Data received from the scanner is paired with positions of the machine’s motion axes. These positions are adjusted by applying displacement corrections based on the measurement of machine kinematics by a laser interferometer, as well as the calibration data of the bevel head and 3D scanner itself. This provides the control system with information regarding the exact position of the scanned object with respect to the cutting tool, enabling exact scanning of the object within the coordinate system of the cutting machine.
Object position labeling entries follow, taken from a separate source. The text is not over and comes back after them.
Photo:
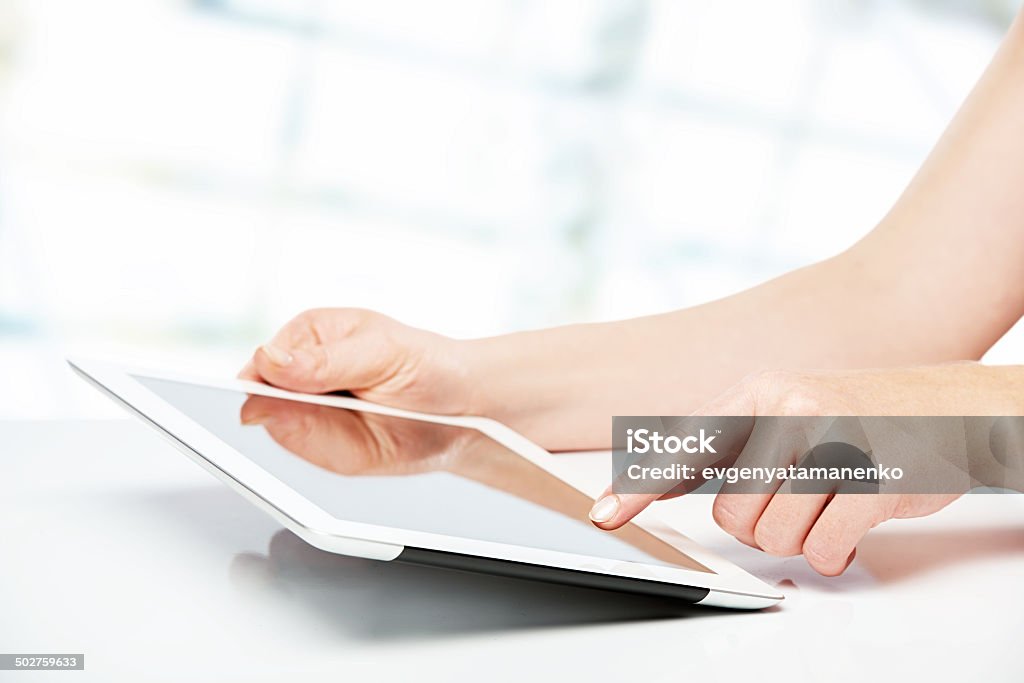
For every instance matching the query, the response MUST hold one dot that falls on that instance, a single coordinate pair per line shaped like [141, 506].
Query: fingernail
[278, 356]
[605, 509]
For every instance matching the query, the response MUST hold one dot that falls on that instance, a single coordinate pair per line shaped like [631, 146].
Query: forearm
[937, 280]
[562, 385]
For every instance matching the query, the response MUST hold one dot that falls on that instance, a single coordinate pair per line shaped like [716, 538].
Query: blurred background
[178, 178]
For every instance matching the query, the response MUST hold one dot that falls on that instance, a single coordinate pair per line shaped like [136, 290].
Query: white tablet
[465, 493]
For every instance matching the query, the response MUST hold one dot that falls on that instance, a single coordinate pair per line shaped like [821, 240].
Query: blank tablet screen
[410, 474]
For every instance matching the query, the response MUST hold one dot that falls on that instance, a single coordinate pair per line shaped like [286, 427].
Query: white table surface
[119, 547]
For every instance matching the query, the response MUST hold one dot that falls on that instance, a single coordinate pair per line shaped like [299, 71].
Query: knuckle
[774, 540]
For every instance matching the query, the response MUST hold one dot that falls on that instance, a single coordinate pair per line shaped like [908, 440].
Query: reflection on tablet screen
[403, 473]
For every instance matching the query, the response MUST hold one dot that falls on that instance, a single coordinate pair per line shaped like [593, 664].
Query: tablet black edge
[511, 568]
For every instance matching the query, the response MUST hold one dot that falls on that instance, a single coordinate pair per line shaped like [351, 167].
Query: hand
[824, 527]
[372, 356]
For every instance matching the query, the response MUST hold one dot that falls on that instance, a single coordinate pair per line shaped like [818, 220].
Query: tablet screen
[411, 474]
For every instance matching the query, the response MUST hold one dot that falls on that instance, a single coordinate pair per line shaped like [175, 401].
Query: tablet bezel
[729, 585]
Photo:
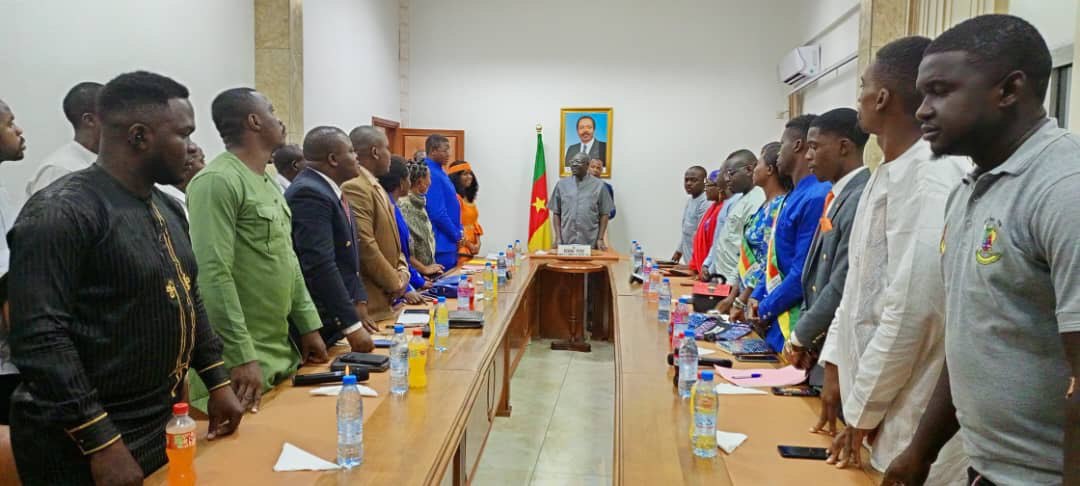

The software then creates a detailed 3D model of the object while describing its parameters and any deviations from ideal shape.

Armed with new capabilities, Waterford has experienced a measurable improvement in cutting time and efficiency. A more automated and lean fabrication process is simplifying dome cutting and allowing the company to take on more jobs without added headcount. Workers can be allocated away from manual dome cutting to other areas on the shop floor or to tasks such as estimating and sales support.

“For years we were limited in terms of the volume and scope of jobs we could take on,” said Rocky Roberts, vice president of sales and marketing. “With MicroStep, we’ve greatly expanded our capabilities and today we’re able to process domes up to 14 ft. in diameter and 55 in. high. This allows us to offer even more value-added services to our customers. Now, instead of them spending hours manually figuring out dome hole penetrants, we can make the cuts and return the dome to them at a fraction of the time.”